Officials of this pious-sounding body are peeved with Greg Rusedski, the country's second-ranked tennis player, after he admitted that he had tested positive for the performance-enhancing substance nandrolone. Rusedski could face a two-year ban following the random test, even though he denies taking performance-enhancing drugs and it is accepted that the body naturally produces small amounts of nandrolone. It is also contained in many supplements produced for use by athletes, 94 of which turned out to contain banned anabolic steroids - banned by the various regulatory bodies, that is - when examined by a laboratory in Cologne.

It is not as if the allegations involve cocaine or any other illegal drug, yet news that Rusedski had failed the test was near the top of last week's news bulletins. Hearing a radio report that began with a sombre announcement that the player had "tested positive" for something or other, I assumed for a split second that the poor man was infected with HIV. This is not as fanciful as it sounds, for the former Wimbledon champion, Arthur Ashe, died prematurely after being infected with the virus during a blood transfusion. In fact Rusedski, who was playing in Adelaide last week, is perfectly healthy, apart from a slight cold. But the paranoid atmosphere that pervades tennis was confirmed by his off-the-cuff remark that he had to be careful about taking medication in case any of the ingredients affected a drugs test.
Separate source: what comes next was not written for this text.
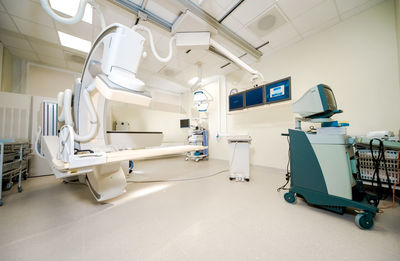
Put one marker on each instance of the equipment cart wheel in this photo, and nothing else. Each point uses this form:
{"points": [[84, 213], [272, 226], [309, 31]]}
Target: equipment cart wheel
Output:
{"points": [[364, 220], [290, 197]]}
When athletes are terrified of taking over-the-counter medication in case it wrecks their careers, something has gone seriously awry with professional sport. This new form of temperance is just as dour as the 19th-century campaign against alcohol, and its supporters remind me of Victorian wives who sniffed their husbands' breath for signs of the evil potion. Perhaps they should borrow some of the old temperance slogans, which could be adapted quite easily for the current cause. "Lips that touch steroids shall never touch mine" has a certain ring to it.

As well as being laughably pompous, the campaign against performance-enhancing drugs in sport is based on a fallacy. Professional athletes spend their lives trying to improve their times, serves, goal-scoring capacity or whatever. I am reasonably fit for a writer, a fact I attribute to a great deal of walking and yoga, but I am never going to win the ladies' singles at Wimbledon or represent Britain in the 100 metres. It is not hard to spot the puritan ethic behind this "effort good, supplements bad" approach to sport, or to guess that there is an unconscious element of envy at work among some members of sport's regulatory bodies. They seem unable to resist making punitive pronouncements on young athletes - many of them black, working-class and making lots of money - long before the allegations against them have been considered at a formal hearing.

If athletes are allowed to train to reach exceptional levels of fitness, there is no reason why they shouldn't use performance-enhancing substances as well. Far better to have the whole business out in the open, with sportsmen and women encouraged to be honest about whether they are using steroids and other drugs. Then we would find out how much difference doping really makes, and the public could express its view by making heroes - if it felt so inclined - of the squeaky-clean individuals it is assumed to prefer. Excuse me now, but it's time to take my super-strength multi-vitamins with soya extracts and evening primrose oil.